A Night at a Five Star Hotel




I booked a room through www.ctrip.com at the Beijing Nikko New Century Hotel, a five star hotel run by Japan Airlines, The hotel is located in the western part of the city between the third and the second ring road. Booking through ctrip, the hotel was only 788 Yuan ($100) per night.

As I got there on foot, finding the entrance was the first challenge. I walked around the whole hotel past construction workers who all stared at me wondering what the strange “laowai” (foreigner) with the bag in her hand was doing wandering all the way around the hotel. Once I got to the entrance, I found out that I could have gotten there so much easier had I taken the entrance from Xizhimen Road. In any case, this is something that won’t happen to you if you take a taxi.

hotel from the outside

The hotel looked okay from the outside, though of course not as nice as on the pictures I’d seen. The lobby was really plush, although it was almost a bit too much with all the gold ornaments, little lights on the ceiling, and the palm trees next to the counter selling mooncakes for the mid-autumn festival, which was two days ago.

Checking in in English was no problem. The fuwuyuan (universal term in the north of China referring to all service staff whether in a hotel, a restaurant, a shop or anywhere else) spoke English well enough to explain everything that was necessary and answer my questions. I had to carry my luggage upstairs myself, but I only had one bag, so I don’t know whether it would have been any different had I had more luggage.
As the elevator sped up to the 18th floor where my room was, I was getting more excited.

The more disappointed I was when I got to the room. Officially I had booked a deluxe room. I don’t know what exactly I had expected, but it had definitely been something else different from the smallish room with the gray carpet I was standing in. For a moment, I was thinking about setting up a tent and sleeping in the lobby. That is not to say that the room was horrible. There was absolutely nothing wrong with it. There was just nothing special about it, either. Later, I found out that Deluxe room was just a nicer name for standard room, i.e. all rooms that were not business rooms or executive suites were simply called “deluxe”. The room was very similar to other standard rooms I had stayed in and paid considerably less money for, that is except for the mini bar and the chocolate bar on my pillow. Not to forget the comb in the bathroom that was made out of real wood… Anyway, I was disappointed.

hotelbetten

fridge

The service was not overwhelming, either. Again, there was nothing wrong with it, nobody was unfriendly to me, and the staff was able to help me when I had questions about where this and that restaurant was or on how to check out later, but nobody was overly enthusiastic, either.
There are a couple of things to say in favour of the hotel: There’s a Carrefour right across the street, which is very convenient if you need or want to do some grocery shopping or need anything else.
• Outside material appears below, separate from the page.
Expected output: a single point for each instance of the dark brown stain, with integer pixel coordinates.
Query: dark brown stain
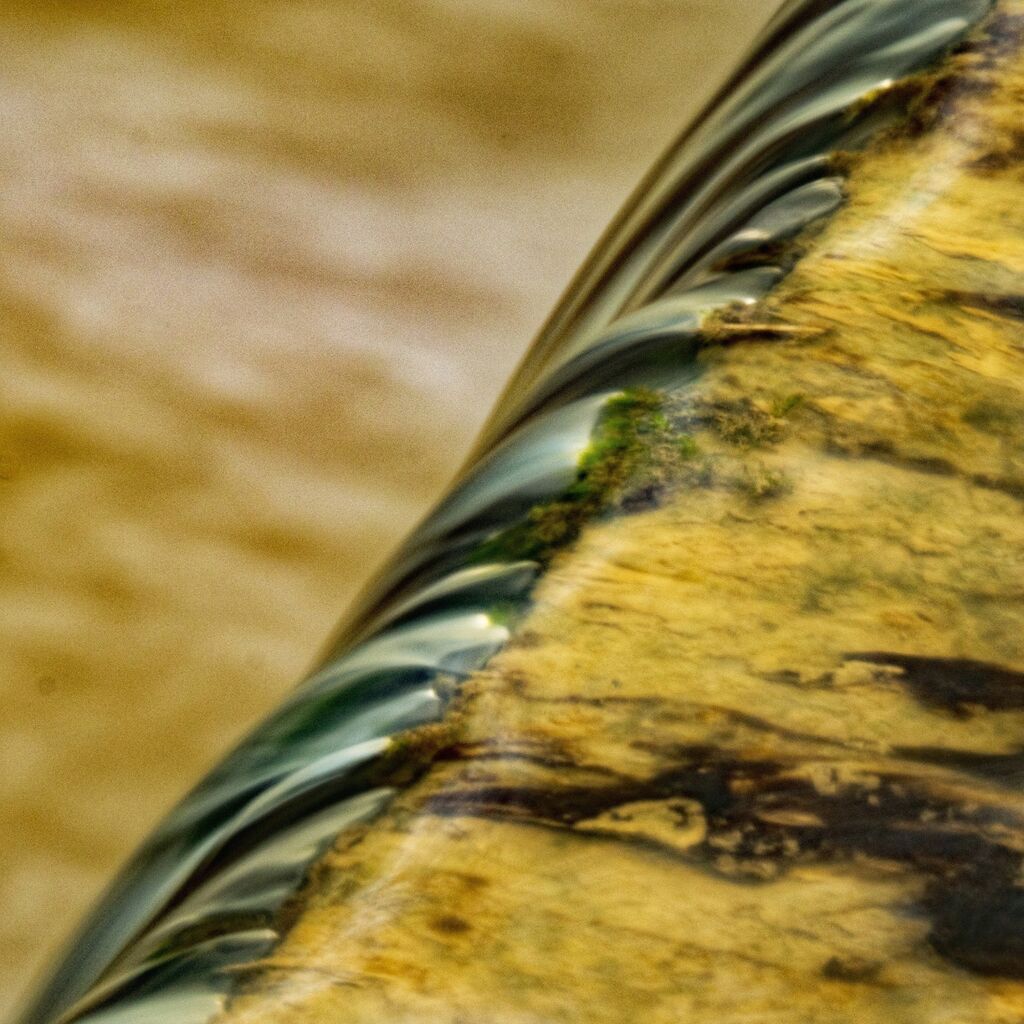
(953, 684)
The selection of restaurants nearby, on the other hand, is less impressive, but there is a variety of restaurants, cafes and bars in the hotel.
The hotel is located fairly close to Xizhimen subway station. You can take a taxi there or take a bus from Baishiqiao bus stop very close to the hotel. Xizhimen is two stops away. If you don’t cross the road, this is one of the very few places were you’ve got an extremely high chance that you’ll get on the right bus.
The view on Xizhimen Avenue at night was nice, too. But it didn’t make up for the small size of my room.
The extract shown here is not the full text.